Calling Trump "mentally deranged" and his comments "the most ferocious declaration of a war in history," Kim said his UN speech on Tuesday confirmed Pyongyang's nuclear program has been "the correct path".
"His remarks ... have convinced me, rather than frightening or stopping me, that the path I chose is correct and that it is the one I have to follow to the last," Kim said in the statement carried by the official KCNA news agency, promising to make Trump "pay dearly for his speech".
Trump had warned Kim in his UN address on Tuesday that the United States is threatened, would "totally destroy" the country of 26 million people and mocked Kim as a "rocket man" on a suicide mission.
US President Donald Trump addresses the 72nd United Nations General Assembly at UN headquarters in New York, September 19, 2017. /Reuters Photo
US President Donald Trump addresses the 72nd United Nations General Assembly at UN headquarters in New York, September 19, 2017. /Reuters Photo
It was the US president's most direct reference to military action so far against Pyongyang, which conducted its sixth and largest nuclear test on September 3.

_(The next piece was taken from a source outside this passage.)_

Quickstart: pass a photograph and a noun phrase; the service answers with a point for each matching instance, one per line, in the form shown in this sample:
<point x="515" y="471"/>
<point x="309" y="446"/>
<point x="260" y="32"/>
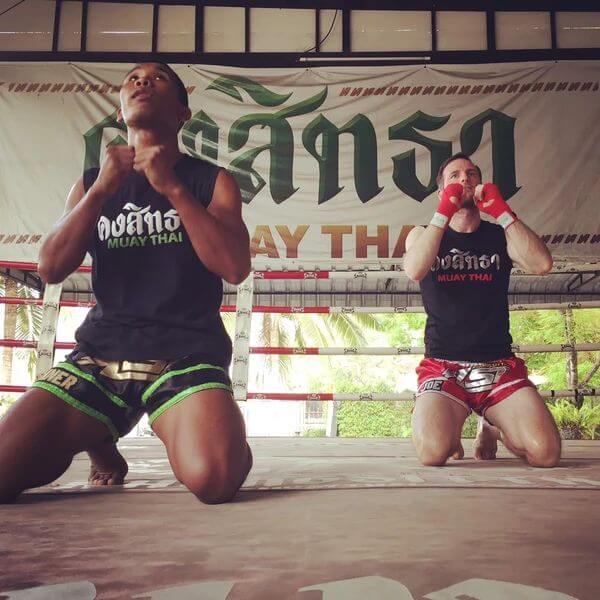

In addition to the nuclear test, the DPRK has launched dozens of missiles since Kim came to power in 2011. Two recent ballistic missiles flew over Japan as Pyongyang advanced toward its goal of creating nuclear warhead-tipped missiles that can hit the United States.
Kim said Trump would face "results beyond his expectation," without specifying what action Pyongyang would take next.
"I will surely and definitely tame the mentally deranged US dotard with fire," Kim said in the rare direct statement, referring to Trump.
He offered more vitriol for Trump, saying he was "unfit to hold the prerogative of the supreme command of a country, and he is surely a rogue and a gangster fond of playing with fire, rather than a politician."
A day after Trump's address, DPRK's Foreign Minister Ri Yong Ho had likened Trump to a "barking dog," saying his
comments were no threat to Pyongyang.
Kim took a page out of Ri's book on Friday, saying "a frightened dog barks louder".
"Now that Trump has denied the existence of and insulted me and my country in front of the eyes of the world… we will consider with seriousness exercising of a corresponding, highest level of hard-line countermeasure in history," Kim said.